Dr. Paula Herber is a full professor and head of the Embedded Systems Group at the Computer Science Department at the University of Münster, Germany. Since May 2021, she is also a part-time full professor at the University of Twente in the Formal Methods and Tools (FMT) group in the Netherlands. She has received her Ph.D. from TU Berlin in 2010, and worked as a postdoc at the International Computer Science Institute (ICSI) in Berkeley, California, as a substitute professor at the University of Potsdam, and as a postdoc and independent research group leader in the Software Engineering and Embedded Systems group at TU Berlin. Her main research interests are quality assurance for embedded systems, test automation, and formal methods. She is best known for her contributions to the formalization of industrially used system design languages such as SystemC and Simulink, and highly interested in new techniques to increase the applicability of formal methods for embedded and cyber-physical systems.
Adaptive Computing Systems for Autonomous Robots
Diana Goehringer
Dresden University of Technology (TU Dresden), Germany
The complexity and high demand for real-time and energy-efficient computing for autonomous robots and drones, requires novel runtime adaptive computing systems. Data from multiple sensors must be processed in parallel with a variety of signal/image processing and machine learning algorithms. In addition, the autonomous robot must quickly adapt to changing situations at runtime, e.g., by switching the executed algorithm from navigation to object detection. To achieve high energy efficiency, this adaptation requires a change in both the signal/image processing algorithms and the underlying computing architecture for these specific algorithms.

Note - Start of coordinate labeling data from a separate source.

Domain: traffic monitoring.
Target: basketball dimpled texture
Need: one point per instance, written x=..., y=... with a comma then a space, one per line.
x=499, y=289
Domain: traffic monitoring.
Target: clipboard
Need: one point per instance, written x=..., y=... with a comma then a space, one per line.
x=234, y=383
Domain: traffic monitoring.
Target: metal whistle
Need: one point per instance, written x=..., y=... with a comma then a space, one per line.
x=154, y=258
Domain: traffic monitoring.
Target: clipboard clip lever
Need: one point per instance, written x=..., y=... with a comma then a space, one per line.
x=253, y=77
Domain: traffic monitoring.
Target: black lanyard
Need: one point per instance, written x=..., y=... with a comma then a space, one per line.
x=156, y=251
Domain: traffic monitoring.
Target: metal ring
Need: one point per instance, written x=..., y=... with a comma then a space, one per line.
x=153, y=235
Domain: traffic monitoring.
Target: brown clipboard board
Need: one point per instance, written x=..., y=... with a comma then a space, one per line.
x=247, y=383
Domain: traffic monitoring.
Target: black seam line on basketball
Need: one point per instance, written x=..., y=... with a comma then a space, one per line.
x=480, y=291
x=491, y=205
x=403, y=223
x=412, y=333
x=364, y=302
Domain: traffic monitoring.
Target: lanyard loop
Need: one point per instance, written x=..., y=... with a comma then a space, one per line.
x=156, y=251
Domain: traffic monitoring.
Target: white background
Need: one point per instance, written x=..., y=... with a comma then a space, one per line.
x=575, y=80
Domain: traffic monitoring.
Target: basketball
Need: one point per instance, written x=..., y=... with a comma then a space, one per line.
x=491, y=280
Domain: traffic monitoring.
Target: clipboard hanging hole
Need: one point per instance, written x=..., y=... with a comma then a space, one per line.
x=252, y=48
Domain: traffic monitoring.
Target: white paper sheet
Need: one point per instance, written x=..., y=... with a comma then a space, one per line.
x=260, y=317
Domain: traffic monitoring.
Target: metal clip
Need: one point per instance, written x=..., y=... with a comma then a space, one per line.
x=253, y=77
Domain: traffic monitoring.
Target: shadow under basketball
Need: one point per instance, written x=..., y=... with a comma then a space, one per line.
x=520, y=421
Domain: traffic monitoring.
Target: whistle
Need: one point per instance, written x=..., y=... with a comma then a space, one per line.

This talk will present concepts and realizations for such an approach, consisting of an adaptive domain-specific computing architecture and its design and programming methodology. The importance of such an approach will be demonstrated using several research projects with robotics and drone applications.
Dr.-Ing. Diana Göhringer is professor for adaptive dynamic systems at TU Dresden, Germany. From 2013 to 2017 she was an assistant professor and head of the MCA (application-specific Multi-Core Architectures) research group at the Ruhr-University Bochum (RUB), Germany. Before that she was working as the head of the Young Investigator Group CADEMA (Computer Aided Design and Exploration of Multi-Core Architectures) at the Institute for Data Processing and Electronics (IPE) at the Karlsruhe Institute of Technology (KIT). From 2007 to 2012, she was a senior scientist at the Fraunhofer Institute of Optronics, System Technologies and Image Exploitation IOSB in Ettlingen, Germany (formerly called FGAN-FOM). In 2011, she received her PhD (summa cum laude) in Electrical Engineering and Information Technology from the Karlsruhe Institute of Technology (KIT), Germany. She is author and co-author of over 150 publications in international journals, conferences and workshops. Additionally, she serves as technical program committee member in several international conferences and workshops (e.g. DATE, ICCAD, FPL). She is reviewer and guest editor of several international journals. Her research interests include reconfigurable computing, Multiprocessor Systems-on-Chip (MPSoCs), Networks-on-Chip, Hardware-Software-Co-design, simulators/virtual platforms and runtime systems.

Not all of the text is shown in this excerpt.